Mohammed Abdulaziz Alateek added that Saudi Arabia’s opening of its airspace to all carriers that meet the overflight requirements of its aviation authority is in line with the Kingdom’s international obligations and not “a prelude to other steps.”
During a UN Security Council meeting to discuss the Middle East, Alateek told council members and a host of country representatives that Saudi Arabia remains committed to the “constant principles” of ending Israeli occupation, establishing an independent Palestinian state with East Jerusalem as its capital, and guaranteeing the right of return for Palestinian refugees.
“The Kingdom will continue to stand with the Palestinian people,” he said. “We reaffirm the importance of a comprehensive and lasting peace in the Middle East as a strategic choice to end one of the longest and most complicated conflicts in our modern history, based on the two-state solution, and in line with international terms of reference, as well as the 2002 Arab Peace Initiative which guarantees the establishment of a Palestinian state along the borders of 1967 with East Jerusalem as its capital, the return of refugees, and ending Israeli occupation of all Arab territories including the Syrian Arab Golan and Lebanese territories.”
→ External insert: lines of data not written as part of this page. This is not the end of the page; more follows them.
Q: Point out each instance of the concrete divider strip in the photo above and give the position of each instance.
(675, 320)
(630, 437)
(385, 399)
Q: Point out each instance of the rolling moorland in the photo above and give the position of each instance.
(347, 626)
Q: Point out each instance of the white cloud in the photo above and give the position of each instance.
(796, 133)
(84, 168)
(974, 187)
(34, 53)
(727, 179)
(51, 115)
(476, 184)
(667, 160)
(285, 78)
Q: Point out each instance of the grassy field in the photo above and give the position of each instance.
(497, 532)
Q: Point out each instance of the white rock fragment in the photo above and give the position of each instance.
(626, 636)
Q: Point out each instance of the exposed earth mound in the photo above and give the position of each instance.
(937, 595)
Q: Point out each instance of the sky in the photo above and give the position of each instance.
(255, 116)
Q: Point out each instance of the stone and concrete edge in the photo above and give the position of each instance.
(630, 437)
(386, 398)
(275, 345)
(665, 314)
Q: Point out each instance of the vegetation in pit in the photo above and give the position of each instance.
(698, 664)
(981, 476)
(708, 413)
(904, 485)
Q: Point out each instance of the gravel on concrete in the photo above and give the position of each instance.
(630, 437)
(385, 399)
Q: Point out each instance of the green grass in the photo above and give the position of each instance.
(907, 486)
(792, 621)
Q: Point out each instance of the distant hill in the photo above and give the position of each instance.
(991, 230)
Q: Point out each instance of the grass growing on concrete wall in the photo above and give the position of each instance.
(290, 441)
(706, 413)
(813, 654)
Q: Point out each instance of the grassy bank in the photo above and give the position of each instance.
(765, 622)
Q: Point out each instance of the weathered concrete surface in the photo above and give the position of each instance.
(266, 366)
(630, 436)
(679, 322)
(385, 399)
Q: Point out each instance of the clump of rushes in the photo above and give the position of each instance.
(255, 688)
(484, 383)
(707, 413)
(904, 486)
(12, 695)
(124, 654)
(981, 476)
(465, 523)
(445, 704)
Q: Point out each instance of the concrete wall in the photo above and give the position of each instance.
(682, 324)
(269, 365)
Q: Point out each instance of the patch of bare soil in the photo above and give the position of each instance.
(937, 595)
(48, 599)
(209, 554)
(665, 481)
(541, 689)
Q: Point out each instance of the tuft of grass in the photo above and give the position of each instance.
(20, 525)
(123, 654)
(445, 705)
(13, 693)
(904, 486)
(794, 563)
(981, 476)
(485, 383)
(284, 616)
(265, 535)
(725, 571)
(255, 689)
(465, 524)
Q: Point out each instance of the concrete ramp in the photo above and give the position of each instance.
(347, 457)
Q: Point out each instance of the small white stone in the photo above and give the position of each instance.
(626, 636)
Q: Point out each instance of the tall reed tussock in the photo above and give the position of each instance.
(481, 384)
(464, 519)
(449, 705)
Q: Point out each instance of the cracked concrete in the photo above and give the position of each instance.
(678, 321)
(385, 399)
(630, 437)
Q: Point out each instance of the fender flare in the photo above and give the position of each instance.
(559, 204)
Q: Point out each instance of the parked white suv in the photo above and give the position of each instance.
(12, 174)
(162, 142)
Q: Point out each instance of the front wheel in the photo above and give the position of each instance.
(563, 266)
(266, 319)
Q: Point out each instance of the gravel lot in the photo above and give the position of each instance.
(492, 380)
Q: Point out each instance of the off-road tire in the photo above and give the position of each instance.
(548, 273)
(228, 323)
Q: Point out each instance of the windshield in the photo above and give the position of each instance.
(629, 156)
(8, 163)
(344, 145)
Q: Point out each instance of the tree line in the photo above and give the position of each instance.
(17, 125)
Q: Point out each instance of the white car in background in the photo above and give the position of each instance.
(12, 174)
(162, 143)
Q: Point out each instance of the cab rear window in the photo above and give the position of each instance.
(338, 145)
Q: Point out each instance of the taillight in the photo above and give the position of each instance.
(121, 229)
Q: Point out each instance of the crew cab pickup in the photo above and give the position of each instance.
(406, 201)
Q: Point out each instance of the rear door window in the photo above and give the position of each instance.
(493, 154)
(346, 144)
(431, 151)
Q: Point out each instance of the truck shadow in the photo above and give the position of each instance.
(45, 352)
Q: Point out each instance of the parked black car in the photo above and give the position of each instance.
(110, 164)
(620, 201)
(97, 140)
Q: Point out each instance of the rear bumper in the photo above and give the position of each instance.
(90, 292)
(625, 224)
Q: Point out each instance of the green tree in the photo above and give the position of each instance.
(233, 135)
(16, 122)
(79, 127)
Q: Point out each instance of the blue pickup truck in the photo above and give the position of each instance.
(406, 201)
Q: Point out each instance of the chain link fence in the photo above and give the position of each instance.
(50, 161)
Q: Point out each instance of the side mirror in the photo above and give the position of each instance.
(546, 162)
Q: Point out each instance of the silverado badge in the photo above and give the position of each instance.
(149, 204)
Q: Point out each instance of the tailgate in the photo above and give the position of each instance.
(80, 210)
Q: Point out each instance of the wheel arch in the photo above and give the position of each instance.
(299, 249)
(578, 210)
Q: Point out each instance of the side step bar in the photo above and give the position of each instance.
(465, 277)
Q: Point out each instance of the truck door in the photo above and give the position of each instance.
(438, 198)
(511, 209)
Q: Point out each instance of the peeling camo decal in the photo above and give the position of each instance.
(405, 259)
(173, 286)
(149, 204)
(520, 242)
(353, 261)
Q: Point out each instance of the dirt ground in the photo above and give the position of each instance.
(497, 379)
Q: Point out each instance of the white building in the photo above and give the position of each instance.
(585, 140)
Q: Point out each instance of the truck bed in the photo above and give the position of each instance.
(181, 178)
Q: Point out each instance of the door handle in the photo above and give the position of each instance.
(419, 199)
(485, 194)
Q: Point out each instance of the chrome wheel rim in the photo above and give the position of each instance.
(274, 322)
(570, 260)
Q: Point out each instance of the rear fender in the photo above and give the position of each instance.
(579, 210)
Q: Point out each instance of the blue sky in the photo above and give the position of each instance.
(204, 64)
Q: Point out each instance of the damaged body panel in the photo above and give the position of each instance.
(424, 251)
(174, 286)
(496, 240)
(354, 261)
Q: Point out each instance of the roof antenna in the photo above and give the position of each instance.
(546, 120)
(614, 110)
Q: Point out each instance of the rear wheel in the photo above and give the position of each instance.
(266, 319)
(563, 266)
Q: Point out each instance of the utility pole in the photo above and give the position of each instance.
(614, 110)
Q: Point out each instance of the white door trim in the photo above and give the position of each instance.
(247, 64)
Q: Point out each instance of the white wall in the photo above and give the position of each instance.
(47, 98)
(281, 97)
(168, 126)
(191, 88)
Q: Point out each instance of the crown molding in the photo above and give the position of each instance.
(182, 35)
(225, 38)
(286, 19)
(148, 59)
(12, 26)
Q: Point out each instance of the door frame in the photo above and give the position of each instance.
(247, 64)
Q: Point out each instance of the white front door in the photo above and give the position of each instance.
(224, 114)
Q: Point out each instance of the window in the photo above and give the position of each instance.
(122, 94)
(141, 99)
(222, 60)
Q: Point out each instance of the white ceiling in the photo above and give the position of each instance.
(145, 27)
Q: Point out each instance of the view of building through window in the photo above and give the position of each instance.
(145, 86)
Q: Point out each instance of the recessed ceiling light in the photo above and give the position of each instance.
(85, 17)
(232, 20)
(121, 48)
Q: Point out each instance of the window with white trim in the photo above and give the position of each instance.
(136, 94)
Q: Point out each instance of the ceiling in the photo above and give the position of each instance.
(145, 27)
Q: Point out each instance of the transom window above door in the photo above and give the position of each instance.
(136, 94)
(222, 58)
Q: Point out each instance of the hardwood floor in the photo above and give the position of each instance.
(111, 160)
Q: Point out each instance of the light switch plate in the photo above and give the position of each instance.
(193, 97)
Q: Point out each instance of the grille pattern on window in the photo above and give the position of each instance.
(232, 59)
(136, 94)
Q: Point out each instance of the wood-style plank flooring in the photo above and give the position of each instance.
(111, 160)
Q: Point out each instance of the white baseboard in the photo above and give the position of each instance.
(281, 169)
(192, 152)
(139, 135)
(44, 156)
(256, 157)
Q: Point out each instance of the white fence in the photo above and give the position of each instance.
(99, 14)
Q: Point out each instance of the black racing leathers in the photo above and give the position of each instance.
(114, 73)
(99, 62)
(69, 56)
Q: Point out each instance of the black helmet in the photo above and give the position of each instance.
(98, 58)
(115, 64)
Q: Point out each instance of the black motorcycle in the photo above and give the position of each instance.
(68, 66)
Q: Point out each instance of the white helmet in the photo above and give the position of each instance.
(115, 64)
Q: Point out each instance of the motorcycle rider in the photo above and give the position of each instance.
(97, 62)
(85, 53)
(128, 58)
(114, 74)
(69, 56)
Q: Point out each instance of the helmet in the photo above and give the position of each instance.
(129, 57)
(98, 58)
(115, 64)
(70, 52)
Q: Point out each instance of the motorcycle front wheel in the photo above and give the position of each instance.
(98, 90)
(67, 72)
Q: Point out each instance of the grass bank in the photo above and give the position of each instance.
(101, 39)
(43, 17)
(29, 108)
Alateek urged the UNSC and the international community to “shoulder their responsibilities” by helping the Palestinians achieve their aspirations to an independent state and by addressing “ongoing Israeli violations of international law and Security Council resolutions.”
The Middle East’s long history of conflict and instability has rendered it more vulnerable to the adverse impact of challenges such as pandemics, said Alateek, who reaffirmed Saudi Arabia’s belief that regional and international cooperation are key to confronting such common woes.
This belief was behind the decision to hold the July 16 Jeddah Security and Development Summit, whose outcomes included a commitment to the security and stability of Yemen, and support for UN Special Envoy Hans Grundberg’s efforts to strengthen and extend the current truce for the second time, said Alateek.
“Houthi militias must abide by the truce,” he added. “They must stop exploiting the suffering of Yemeni civilians. They must open humanitarian corridors in Taiz.”
Keeping the Middle East free of weapons of mass destruction was another consensus reached by Arab participants at the summit.
“We also need to prevent the funding, arming and recruitment of terrorist groups by some countries in the region,” said Alateek.
He concluded by condemning last week’s attack on Dohuk in northern Iraq, and said Saudi Arabia will stand with Iraq in confronting challenges to its sovereignty and territorial integrity.